Zamanın hızla aktığı, hâdiselerin baş döndürücü değişim gösterdiği, benliklerin havalandığı, belleklerin çer çöple dolduğu, idraklerin plastikleştiği, hislerin hissiyâtını kaybettiği, tefekkürün terk edildiği, duâların dünyaya baktığı, dünyalaşmanın dünyaları darmadağın ettiği vakitlerden geçiyoruz, ferd ve dünya olarak… Şuursuzluk şuur, fikirsizlik fikir, samimiyetsizlik samimiyet sayılıyor ve saygınlaşıyor bu karmaşık, dağınık dünyada…
Kriz kalbe vurmuş, kelâmlar onun üzerine, zihni ikiye bölmüş duyular ona çalışıyor, şuur bulanık akıyor, idrakler önünü görmüyor, duygular dizginlenemiyor, sonsuzluk unutulmuş… Seçim telâşı sarmış, nefsi ile kalbi, bedeni ile ruhu arasında tercih yapamamışlarda... Varsa da yoksa da benlik koltuğunda kurulup oturmak, biraz daha zevklenmek, biraz daha gevezelenmek…

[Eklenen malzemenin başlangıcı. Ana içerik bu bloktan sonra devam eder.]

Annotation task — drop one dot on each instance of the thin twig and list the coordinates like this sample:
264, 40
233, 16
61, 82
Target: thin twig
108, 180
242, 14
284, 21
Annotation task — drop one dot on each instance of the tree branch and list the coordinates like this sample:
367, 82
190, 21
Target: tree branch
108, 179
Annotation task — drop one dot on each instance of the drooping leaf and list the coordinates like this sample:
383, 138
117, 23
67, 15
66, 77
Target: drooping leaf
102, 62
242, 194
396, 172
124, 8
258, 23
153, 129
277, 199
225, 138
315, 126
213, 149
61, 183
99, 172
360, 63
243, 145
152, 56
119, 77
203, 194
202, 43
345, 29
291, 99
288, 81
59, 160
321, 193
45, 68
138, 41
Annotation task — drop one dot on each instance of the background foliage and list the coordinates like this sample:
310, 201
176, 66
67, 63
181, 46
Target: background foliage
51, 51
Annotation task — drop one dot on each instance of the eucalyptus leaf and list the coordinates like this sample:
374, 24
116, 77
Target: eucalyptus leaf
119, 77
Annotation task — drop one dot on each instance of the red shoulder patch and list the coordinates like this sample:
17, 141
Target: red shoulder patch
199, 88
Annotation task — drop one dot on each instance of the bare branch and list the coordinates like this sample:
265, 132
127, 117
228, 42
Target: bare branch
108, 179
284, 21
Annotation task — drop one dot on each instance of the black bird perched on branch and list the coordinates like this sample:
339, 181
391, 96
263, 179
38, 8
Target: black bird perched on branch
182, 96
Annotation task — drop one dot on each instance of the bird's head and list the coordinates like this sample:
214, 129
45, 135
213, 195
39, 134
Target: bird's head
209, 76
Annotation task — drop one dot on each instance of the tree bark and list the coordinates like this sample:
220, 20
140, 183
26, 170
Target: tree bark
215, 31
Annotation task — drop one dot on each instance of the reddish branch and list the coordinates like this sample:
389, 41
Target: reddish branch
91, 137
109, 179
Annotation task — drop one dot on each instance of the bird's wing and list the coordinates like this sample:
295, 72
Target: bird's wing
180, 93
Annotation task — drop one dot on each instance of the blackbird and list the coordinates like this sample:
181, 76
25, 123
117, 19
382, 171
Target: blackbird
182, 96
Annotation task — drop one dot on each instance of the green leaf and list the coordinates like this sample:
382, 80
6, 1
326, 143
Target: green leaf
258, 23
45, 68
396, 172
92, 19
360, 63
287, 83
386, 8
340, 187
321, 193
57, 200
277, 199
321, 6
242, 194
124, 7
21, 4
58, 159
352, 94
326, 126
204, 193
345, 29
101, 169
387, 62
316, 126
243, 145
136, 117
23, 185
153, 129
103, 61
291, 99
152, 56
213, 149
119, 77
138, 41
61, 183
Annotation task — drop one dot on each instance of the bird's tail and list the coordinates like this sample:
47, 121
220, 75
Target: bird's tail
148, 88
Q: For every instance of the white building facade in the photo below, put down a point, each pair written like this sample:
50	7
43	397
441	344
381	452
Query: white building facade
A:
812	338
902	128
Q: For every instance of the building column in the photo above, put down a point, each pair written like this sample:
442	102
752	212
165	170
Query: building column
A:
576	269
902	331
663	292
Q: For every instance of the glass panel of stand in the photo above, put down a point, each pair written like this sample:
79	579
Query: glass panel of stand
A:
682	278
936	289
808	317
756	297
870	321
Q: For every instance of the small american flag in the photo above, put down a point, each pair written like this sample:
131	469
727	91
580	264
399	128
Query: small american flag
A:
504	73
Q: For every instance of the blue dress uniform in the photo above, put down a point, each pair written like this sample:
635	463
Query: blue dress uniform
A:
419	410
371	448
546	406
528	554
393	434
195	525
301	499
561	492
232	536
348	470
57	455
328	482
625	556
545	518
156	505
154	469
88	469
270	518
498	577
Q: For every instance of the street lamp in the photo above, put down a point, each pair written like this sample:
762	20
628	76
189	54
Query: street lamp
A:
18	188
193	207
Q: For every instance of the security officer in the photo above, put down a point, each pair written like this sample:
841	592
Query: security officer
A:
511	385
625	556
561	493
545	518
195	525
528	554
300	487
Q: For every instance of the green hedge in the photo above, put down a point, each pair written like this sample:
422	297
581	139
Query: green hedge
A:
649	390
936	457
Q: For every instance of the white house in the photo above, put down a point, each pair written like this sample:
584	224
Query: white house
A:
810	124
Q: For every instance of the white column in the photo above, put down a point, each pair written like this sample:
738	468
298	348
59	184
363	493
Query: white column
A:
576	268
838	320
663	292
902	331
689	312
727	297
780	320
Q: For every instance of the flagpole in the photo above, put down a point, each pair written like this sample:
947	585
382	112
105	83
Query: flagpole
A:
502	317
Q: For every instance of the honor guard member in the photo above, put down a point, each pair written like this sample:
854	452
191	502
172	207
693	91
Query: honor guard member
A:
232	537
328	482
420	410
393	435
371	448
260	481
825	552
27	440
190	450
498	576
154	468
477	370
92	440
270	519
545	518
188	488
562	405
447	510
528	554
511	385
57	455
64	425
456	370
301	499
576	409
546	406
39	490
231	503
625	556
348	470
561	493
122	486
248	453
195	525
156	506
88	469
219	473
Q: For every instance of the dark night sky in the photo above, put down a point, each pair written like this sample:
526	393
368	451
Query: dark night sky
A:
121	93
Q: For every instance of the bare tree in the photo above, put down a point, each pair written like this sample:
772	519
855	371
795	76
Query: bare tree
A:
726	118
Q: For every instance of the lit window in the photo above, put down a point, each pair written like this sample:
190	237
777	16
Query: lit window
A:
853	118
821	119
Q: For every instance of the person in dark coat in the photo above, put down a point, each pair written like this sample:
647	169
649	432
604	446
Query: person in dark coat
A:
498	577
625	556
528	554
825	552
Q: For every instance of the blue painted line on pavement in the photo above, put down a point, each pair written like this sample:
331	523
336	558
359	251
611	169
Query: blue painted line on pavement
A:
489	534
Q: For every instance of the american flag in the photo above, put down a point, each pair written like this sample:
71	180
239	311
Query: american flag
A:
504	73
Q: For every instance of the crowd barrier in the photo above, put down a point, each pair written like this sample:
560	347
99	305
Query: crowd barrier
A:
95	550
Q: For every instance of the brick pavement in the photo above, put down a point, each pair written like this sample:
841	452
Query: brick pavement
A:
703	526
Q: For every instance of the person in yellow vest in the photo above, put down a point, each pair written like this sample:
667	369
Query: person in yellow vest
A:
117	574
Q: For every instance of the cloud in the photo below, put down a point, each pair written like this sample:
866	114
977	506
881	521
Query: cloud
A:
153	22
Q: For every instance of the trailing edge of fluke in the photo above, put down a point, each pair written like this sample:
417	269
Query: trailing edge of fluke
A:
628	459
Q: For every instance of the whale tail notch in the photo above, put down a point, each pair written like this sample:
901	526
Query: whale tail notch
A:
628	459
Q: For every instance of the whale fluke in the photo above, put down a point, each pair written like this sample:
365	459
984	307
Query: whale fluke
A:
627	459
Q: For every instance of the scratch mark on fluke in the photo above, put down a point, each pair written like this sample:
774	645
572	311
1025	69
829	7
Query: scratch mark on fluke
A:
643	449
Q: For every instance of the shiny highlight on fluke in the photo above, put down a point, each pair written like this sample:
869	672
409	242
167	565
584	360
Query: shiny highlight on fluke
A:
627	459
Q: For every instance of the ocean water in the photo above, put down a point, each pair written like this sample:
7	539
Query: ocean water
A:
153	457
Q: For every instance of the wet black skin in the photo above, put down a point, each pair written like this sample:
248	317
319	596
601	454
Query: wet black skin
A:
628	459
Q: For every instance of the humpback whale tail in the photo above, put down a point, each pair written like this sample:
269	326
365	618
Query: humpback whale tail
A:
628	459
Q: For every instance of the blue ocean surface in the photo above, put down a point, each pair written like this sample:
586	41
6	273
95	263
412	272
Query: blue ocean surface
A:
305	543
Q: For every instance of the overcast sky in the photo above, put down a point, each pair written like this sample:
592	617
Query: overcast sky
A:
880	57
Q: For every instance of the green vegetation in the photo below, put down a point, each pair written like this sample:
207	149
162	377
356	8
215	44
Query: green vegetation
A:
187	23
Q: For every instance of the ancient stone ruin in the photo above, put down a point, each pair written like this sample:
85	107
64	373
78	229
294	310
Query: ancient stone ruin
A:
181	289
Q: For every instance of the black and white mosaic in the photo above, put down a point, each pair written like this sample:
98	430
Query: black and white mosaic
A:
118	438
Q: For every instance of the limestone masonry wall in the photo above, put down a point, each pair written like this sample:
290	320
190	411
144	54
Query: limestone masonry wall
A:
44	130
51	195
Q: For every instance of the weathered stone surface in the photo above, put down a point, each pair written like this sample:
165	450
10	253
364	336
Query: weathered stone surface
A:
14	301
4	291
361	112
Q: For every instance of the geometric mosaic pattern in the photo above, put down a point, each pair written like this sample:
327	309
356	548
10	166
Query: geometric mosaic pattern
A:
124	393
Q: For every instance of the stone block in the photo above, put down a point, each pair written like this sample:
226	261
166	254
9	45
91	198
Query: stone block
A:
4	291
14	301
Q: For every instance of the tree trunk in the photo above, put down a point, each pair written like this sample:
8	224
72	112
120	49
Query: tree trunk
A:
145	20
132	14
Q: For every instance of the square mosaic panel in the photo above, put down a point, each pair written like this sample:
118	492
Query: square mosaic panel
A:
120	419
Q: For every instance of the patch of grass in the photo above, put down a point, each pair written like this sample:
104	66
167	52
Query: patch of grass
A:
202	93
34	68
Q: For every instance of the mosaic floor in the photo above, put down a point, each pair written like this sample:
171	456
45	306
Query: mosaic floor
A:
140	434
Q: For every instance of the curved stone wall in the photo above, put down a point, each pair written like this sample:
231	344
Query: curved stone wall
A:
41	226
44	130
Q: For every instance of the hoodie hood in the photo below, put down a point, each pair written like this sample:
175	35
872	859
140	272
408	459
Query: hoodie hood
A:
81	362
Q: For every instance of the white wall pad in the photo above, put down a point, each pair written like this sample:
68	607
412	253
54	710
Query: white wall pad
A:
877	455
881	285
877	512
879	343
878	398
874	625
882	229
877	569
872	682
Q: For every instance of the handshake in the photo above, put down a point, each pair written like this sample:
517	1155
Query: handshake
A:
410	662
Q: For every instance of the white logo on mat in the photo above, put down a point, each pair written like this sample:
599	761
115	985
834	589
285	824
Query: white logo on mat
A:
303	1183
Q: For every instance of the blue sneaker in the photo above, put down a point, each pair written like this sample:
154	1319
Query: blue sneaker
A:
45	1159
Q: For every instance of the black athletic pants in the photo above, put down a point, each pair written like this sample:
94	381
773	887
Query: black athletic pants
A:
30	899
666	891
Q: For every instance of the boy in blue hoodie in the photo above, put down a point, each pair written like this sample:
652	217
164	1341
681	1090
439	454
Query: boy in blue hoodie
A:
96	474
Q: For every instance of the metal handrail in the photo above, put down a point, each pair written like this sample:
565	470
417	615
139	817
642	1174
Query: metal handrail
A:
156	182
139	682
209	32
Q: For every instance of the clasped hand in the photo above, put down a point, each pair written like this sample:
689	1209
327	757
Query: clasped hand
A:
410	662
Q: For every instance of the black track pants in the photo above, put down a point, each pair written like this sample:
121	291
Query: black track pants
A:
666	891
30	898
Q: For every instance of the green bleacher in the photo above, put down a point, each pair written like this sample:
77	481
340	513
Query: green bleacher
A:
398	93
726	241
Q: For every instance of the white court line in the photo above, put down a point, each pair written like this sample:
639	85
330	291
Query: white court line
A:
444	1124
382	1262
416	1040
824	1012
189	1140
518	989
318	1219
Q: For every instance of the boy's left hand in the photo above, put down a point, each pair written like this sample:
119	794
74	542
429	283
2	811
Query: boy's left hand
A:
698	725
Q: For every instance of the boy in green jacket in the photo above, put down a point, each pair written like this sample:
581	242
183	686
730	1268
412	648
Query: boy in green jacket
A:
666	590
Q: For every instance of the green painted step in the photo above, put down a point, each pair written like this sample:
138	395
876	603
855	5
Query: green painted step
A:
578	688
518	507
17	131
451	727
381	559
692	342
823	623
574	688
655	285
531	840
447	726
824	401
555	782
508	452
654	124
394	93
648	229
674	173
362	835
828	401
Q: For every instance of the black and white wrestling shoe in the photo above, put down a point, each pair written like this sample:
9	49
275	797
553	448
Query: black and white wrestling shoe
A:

Sıktıkça sıkıyor adına kriz denen umumî musibet... Seçim telâşı bir avutma, polemikler kandırmaca, gündemler güldürmece. Şuurun altı kaynıyor, hiçbir şey dolduramıyor derin boşluğu, ne seçim, ne de geçim... Kısa bir avuntu ile örtmeden öte değil yaşanılanlar, uyutucu ve uyuşturucu birer oyuncak…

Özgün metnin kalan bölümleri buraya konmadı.